Department of Biostatistics, 1259University of Michigan, USA.
Survey Methodology Program, Institute for Social Research, USA.
Stat Methods Med Res. 2021 Dec;30(12):2685-2700. doi: 10.1177/09622802211047346. Epub 2021 Oct 13.
Multiple imputation is a well-established general technique for analyzing data with missing values. A convenient way to implement multiple imputation is sequential regression multiple imputation, also called chained equations multiple imputation. In this approach, we impute missing values using regression models for each variable, conditional on the other variables in the data. This approach, however, assumes that the missingness mechanism is missing at random, and it is not well-justified under not-at-random missingness without additional modification. In this paper, we describe how we can generalize the sequential regression multiple imputation imputation procedure to handle missingness not at random in the setting where missingness may depend on other variables that are also missing but not on the missing variable itself, conditioning on fully observed variables. We provide algebraic justification for several generalizations of standard sequential regression multiple imputation using Taylor series and other approximations of the target imputation distribution under missingness not at random. Resulting regression model approximations include indicators for missingness, interactions, or other functions of the missingness not at random missingness model and observed data. In a simulation study, we demonstrate that the proposed sequential regression multiple imputation modifications result in reduced bias in the final analysis compared to standard sequential regression multiple imputation, with an approximation strategy involving inclusion of an offset in the imputation model performing the best overall. The method is illustrated in a breast cancer study, where the goal is to estimate the prevalence of a specific genetic pathogenic variant.

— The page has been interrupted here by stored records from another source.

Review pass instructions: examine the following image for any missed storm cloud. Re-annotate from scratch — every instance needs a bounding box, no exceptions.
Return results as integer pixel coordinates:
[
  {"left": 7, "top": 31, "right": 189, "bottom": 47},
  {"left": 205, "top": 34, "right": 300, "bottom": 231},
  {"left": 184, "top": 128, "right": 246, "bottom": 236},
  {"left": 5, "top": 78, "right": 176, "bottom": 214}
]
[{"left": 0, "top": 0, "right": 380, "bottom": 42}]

多重插补是一种用于分析缺失值数据的成熟通用技术。实现多重插补的一种便捷方法是顺序回归多重插补,也称为链式方程多重插补。在这种方法中,我们使用回归模型对每个变量进行插补,这些回归模型的条件是数据中的其他变量。然而,这种方法假设缺失机制是随机缺失的,如果在没有额外修改的情况下缺失不是随机的,则该方法没有得到很好的证明。在本文中,我们描述了如何将顺序回归多重插补插补过程推广到在缺失可能取决于其他也缺失但不依赖于缺失变量本身的变量的情况下处理非随机缺失的情况,条件是完全观察到的变量。我们使用泰勒级数和其他缺失数据下目标插补分布的近似值为标准顺序回归多重插补的几种推广提供了代数证明。由此产生的回归模型近似包括缺失指示符、交互作用或其他非随机缺失模型和观测数据的缺失函数。在一项模拟研究中,我们证明了与标准顺序回归多重插补相比,所提出的顺序回归多重插补修改会导致最终分析中的偏差降低,其中涉及在插补模型中包含偏移量的近似策略总体性能最佳。该方法在乳腺癌研究中得到了说明,目的是估计特定遗传致病性变体的流行率。